Le samedi 18 décembre 2021, par Laurent Sapir
Entre comédie et drame, Paolo Sorrentino propose son album de jeunesse à Netflix, du temps où un certain Maradona, alias "La Main de Dieu" enflammait Naples. On n'est pas très loin du hors-jeu.

Voir Naples et rajeunir. Sur Netflix, Paolo Sorrentino se souvient de ses années 80, quand Maradona mettait la ville en transe après avoir été recruté par le club local tout en vengeant les Argentins après la Guerre des Malouines grâce à son fameux but marqué avec le poing (d'où l'expression "la main de Dieu") contre les Anglais. Un drame met brutalement fin à cette période d'insouciance: l'ado du film perd ses parents, intoxiqués au monoxyde de carbone. Seul le cinéma et la perspective d'en faire son métier lui permettront de rester debout.

Ce déconcertant changement de registre en plein milieu du récit aurait nécessité une dextérité et une inventivité qui ne sont malheureusement pas au rendez-vous. Dans la première heure du film, Sorrentino s'épuise à imiter et à caricaturer Fellini sans marquer le moindre décalage, contrairement à ses œuvres précédentes. Créatures plantureuses, silhouettes picaresques lors des réunions de famille, clichés en rafale, à commencer par la tante vaguement nympho qui stimule l'éveil sexuel de l'ado avant de finir internée parce qu'elle n'a pas d'enfant... Regard sans finesse, faisant la part belle au vulgaire et à l'incongru.

La deuxième partie touche davantage, bien qu'elle comporte également son lot de séquences gênantes. L'échange avec le cinéaste viriliste, par exemple, qui conseille au jeune homme d'aller de l'avant et de ne pas "se déliter ". Le môme vient de perdre ses parents et l'autre l'exhorte à ne pas se déliter.... Le versant intimiste, à vrai dire, ne convient guère à Paolo Sorrentino.
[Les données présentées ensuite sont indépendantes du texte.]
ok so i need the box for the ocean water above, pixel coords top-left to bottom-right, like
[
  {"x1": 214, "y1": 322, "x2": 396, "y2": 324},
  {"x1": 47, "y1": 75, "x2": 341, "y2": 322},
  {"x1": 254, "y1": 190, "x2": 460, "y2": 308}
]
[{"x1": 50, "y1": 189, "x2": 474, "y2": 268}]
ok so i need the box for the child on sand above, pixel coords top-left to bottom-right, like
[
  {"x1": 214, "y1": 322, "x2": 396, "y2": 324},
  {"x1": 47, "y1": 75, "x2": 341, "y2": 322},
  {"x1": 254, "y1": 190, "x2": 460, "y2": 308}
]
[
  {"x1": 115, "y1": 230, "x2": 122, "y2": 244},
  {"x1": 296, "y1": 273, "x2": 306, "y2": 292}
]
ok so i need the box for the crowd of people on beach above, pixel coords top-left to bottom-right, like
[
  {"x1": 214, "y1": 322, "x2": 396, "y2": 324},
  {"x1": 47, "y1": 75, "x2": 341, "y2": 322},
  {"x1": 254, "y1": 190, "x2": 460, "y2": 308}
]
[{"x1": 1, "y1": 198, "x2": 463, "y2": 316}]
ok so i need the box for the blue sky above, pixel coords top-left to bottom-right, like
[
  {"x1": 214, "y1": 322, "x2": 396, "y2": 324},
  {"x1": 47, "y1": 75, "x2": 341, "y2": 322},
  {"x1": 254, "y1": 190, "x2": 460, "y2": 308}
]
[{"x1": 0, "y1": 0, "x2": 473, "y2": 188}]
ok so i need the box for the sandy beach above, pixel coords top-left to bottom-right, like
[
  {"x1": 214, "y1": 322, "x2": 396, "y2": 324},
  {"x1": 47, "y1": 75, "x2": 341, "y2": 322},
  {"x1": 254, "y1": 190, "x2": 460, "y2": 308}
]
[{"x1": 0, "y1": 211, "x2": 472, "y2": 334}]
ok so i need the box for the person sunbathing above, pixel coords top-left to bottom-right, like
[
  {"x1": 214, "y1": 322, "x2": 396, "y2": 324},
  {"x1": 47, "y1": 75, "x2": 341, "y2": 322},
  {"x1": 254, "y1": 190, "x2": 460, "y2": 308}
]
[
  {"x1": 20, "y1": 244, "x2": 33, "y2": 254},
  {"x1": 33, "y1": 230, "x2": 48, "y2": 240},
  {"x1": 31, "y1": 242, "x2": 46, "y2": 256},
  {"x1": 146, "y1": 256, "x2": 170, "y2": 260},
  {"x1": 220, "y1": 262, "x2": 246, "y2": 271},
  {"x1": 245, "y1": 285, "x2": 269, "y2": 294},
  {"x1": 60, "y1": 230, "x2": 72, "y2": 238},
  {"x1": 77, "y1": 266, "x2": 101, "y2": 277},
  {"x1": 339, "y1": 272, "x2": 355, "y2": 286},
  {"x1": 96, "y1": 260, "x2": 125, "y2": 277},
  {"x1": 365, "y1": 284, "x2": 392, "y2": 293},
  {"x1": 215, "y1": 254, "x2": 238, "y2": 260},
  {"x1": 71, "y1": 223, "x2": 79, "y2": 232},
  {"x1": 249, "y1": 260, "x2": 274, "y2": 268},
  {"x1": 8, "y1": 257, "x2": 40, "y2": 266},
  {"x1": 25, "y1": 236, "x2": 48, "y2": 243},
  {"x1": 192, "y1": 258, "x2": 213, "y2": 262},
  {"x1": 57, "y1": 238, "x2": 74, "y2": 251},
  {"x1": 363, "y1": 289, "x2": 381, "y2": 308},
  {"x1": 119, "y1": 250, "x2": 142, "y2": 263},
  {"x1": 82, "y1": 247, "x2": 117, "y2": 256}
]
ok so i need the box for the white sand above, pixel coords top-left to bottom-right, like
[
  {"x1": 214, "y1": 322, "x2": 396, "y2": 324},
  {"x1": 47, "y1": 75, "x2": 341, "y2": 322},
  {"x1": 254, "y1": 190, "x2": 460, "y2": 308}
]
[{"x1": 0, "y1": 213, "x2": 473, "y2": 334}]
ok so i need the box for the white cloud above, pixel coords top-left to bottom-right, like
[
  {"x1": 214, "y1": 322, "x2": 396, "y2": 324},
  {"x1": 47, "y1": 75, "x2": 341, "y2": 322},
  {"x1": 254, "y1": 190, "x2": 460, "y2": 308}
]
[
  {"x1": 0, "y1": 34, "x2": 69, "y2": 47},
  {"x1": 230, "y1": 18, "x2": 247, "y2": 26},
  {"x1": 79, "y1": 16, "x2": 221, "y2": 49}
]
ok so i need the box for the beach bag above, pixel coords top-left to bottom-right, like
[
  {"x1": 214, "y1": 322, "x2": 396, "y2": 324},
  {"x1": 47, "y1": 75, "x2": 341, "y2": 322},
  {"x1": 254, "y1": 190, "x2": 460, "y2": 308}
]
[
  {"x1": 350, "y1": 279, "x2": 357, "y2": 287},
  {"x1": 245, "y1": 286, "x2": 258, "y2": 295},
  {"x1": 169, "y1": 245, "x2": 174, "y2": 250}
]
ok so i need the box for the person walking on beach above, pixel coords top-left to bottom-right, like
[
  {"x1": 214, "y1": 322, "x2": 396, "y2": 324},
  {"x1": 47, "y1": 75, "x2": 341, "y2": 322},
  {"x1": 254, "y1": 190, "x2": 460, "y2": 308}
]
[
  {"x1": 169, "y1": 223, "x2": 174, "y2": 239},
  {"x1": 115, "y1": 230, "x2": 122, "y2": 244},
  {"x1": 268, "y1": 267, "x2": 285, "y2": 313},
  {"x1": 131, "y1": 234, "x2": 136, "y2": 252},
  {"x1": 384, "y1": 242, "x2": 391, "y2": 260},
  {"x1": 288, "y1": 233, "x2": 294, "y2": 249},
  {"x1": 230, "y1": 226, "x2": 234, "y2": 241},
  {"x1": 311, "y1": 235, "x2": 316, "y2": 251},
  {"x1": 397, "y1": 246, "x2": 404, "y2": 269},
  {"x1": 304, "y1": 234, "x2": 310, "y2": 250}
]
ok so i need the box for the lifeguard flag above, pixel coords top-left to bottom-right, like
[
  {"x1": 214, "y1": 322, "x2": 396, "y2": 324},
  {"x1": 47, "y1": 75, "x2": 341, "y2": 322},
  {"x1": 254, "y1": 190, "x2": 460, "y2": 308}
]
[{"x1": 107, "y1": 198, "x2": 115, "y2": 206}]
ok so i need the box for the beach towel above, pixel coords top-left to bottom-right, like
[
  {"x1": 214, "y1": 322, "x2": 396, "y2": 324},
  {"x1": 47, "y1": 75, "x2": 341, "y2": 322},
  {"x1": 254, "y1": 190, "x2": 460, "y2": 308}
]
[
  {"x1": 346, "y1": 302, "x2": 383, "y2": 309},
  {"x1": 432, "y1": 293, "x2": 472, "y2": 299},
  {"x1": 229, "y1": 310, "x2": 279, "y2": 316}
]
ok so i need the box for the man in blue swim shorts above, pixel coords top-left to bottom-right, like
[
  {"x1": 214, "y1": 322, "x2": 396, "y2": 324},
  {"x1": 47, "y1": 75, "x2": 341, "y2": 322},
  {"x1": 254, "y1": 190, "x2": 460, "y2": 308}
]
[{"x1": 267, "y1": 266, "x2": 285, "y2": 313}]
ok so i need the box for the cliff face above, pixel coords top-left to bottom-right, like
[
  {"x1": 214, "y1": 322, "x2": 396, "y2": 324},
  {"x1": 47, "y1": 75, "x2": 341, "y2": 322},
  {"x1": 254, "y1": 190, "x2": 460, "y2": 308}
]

On sent trop la posture alors qu'elle était paradoxalement moins manifeste à travers les arabesques visuelles et l'effusion baroque de La Grande Bellezza et de Youth ?

D'autres hiatus, encore, par rapport à La Grande Bellezza. Qu'est-il arrivé à Toni Servillo, chaloupant autrefois avec tant d'élégance dans le néant des nuits romaines, pour jouer de façon aussi pagnolesque le père du jeune homme ? Naples n'est guère mieux explorée. Autant l'ancienne stripteaseuse retirée du monde incarnait le grand peuple romain dans La Grande Bellezza, autant Naples, cité-monstre, peine ici à trouver son âme au travers de personnages forts, et ce ne sont pas les creuses cartes postales maritimes et autres plongées nocturnes sur la cité napolitaine qui donnent le change.

La main de Dieu, Paolo Sorrentino, actuellement sur Netflix.